Ray Bradbury: Short Stories

Influences

Literature

Throughout his youth, Bradbury was an avid reader and writer and knew at a young age that he was "going into one of the arts".[12][13] Bradbury began writing his own stories at age 12 (1931), sometimes writing on butcher paper.[14]

In his youth, he spent much time in the Carnegie Library in Waukegan, reading such authors as H. G. Wells, Jules Verne and Edgar Allan Poe. At 12, he began writing traditional horror stories and said he tried to imitate Poe until he was about 18. Bradbury's favorite writers growing up included Katherine Anne Porter, Edith Wharton and Jessamyn West.[13] He loved the work of Edgar Rice Burroughs, especially his John Carter of Mars series; The Warlord of Mars impressed him so much that at age 12, he wrote his own sequel.[15][16] The young Bradbury was also a cartoonist and loved to illustrate. He wrote about Tarzan and drew his own Sunday panels. He listened to the radio show Chandu the Magician, and every night when the show went off the air, he wrote out the entire script from memory.[17]

As a teen in Beverly Hills, he often visited his mentor and friend, science-fiction writer Bob Olsen, sharing ideas and maintaining contact. In 1936, at a secondhand bookstore in Hollywood, Bradbury discovered a handbill promoting meetings of the Los Angeles Science Fiction Society.[18] Excited to find others who shared his interest, he joined a Thursday-night conclave at age 16.[19]
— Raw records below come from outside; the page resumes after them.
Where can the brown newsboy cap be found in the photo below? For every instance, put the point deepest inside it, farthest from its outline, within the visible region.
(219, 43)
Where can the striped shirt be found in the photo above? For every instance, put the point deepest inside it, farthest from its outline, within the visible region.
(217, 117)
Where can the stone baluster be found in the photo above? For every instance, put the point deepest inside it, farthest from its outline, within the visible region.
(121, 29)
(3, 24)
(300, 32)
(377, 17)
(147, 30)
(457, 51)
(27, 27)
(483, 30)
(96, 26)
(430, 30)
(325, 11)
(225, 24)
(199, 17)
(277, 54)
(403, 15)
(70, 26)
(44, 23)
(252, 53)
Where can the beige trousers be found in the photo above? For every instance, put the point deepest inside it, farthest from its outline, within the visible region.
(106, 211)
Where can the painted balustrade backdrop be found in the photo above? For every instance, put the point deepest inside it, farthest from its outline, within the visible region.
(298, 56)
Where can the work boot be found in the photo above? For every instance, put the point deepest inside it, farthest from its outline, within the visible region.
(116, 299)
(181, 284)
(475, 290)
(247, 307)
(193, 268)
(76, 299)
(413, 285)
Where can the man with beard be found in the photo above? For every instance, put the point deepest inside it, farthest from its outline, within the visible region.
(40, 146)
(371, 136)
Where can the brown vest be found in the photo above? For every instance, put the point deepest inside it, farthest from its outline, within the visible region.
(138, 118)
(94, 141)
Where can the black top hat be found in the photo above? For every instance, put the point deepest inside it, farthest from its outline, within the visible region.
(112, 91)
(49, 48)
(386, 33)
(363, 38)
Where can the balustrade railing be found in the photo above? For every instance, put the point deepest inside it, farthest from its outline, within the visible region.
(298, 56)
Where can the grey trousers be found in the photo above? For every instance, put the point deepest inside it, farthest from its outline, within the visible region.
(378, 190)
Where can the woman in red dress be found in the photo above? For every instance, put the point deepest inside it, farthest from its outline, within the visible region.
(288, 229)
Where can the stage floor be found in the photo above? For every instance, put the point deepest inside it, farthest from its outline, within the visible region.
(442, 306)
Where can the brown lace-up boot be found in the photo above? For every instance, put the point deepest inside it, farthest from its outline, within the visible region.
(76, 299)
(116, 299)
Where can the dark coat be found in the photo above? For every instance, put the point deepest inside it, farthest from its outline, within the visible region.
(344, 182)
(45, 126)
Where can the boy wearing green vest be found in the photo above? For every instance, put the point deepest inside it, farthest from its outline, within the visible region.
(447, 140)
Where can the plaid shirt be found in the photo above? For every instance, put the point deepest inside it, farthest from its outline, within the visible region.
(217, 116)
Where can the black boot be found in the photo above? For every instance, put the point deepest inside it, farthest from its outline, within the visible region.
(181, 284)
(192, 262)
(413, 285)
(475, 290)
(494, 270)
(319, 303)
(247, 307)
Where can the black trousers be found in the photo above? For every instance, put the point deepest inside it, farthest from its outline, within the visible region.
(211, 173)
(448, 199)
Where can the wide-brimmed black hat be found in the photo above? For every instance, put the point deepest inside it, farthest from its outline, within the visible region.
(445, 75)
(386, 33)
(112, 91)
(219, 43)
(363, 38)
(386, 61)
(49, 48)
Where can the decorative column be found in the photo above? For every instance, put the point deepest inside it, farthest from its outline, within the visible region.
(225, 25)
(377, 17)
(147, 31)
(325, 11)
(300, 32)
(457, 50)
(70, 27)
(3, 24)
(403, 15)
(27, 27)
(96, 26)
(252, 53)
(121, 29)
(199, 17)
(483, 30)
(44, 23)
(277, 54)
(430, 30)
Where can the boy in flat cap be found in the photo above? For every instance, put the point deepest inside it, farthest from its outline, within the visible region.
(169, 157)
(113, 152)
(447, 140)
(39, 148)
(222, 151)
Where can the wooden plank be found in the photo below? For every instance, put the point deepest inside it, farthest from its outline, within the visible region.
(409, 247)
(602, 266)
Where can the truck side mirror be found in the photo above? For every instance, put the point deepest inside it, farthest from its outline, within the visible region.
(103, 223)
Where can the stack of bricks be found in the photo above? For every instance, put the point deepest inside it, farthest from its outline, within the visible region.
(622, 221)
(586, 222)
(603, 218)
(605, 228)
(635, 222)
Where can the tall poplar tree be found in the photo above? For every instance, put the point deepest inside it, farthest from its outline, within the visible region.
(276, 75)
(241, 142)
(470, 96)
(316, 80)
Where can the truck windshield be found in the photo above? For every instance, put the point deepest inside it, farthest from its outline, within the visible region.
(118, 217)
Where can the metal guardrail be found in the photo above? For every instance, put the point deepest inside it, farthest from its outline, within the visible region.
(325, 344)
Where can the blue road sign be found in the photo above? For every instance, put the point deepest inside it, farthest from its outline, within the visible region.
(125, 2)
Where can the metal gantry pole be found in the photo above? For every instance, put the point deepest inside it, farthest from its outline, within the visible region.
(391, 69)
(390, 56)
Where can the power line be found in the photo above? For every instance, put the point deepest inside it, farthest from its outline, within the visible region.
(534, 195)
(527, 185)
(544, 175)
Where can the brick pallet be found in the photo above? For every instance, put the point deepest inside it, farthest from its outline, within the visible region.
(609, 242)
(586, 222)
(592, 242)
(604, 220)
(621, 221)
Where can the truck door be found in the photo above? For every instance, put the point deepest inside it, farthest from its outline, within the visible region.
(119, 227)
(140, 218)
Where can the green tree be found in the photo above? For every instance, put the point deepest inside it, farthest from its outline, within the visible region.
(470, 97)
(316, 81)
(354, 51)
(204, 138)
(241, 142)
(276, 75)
Bradbury cited Verne and Wells as his primary science-fiction influences. He identified with Verne, saying: "He believes the human being is in a strange situation in a very strange world, and he believes that we can triumph by behaving morally."[20] Bradbury admitted that he stopped reading science-fiction books in his 20s and embraced a broad field of literature that included poets Alexander Pope and John Donne.[21] He had just graduated from high school when he met Robert A. Heinlein, then 31. Bradbury recalled: "He was well known, and he wrote humanistic science fiction, which influenced me to dare to be human instead of mechanical."[21] During his young adulthood, Bradbury read stories published in Astounding Science Fiction, and read everything by Heinlein and Arthur C. Clarke, as well as the early writings of Theodore Sturgeon and A. E. van Vogt.

Hollywood

The family lived about four blocks from the Fox Uptown Theatre on Western Avenue in Los Angeles, the flagship theater for MGM and Fox. There, Bradbury learned how to sneak in and watched previews almost every week. He roller skated there, as well as all over town, as he put it, "hell-bent on getting autographs from glamorous stars. It was glorious." Among stars the young Bradbury was thrilled to encounter were Norma Shearer, Laurel and Hardy, and Ronald Colman. Sometimes he spent all day in front of Paramount Pictures or Columbia Pictures, then skated to the Brown Derby to watch the stars who came and went for meals. He recounted seeing Cary Grant, Marlene Dietrich and Mae West, who, he learned, made a regular appearance every Friday night, bodyguard in tow.[21]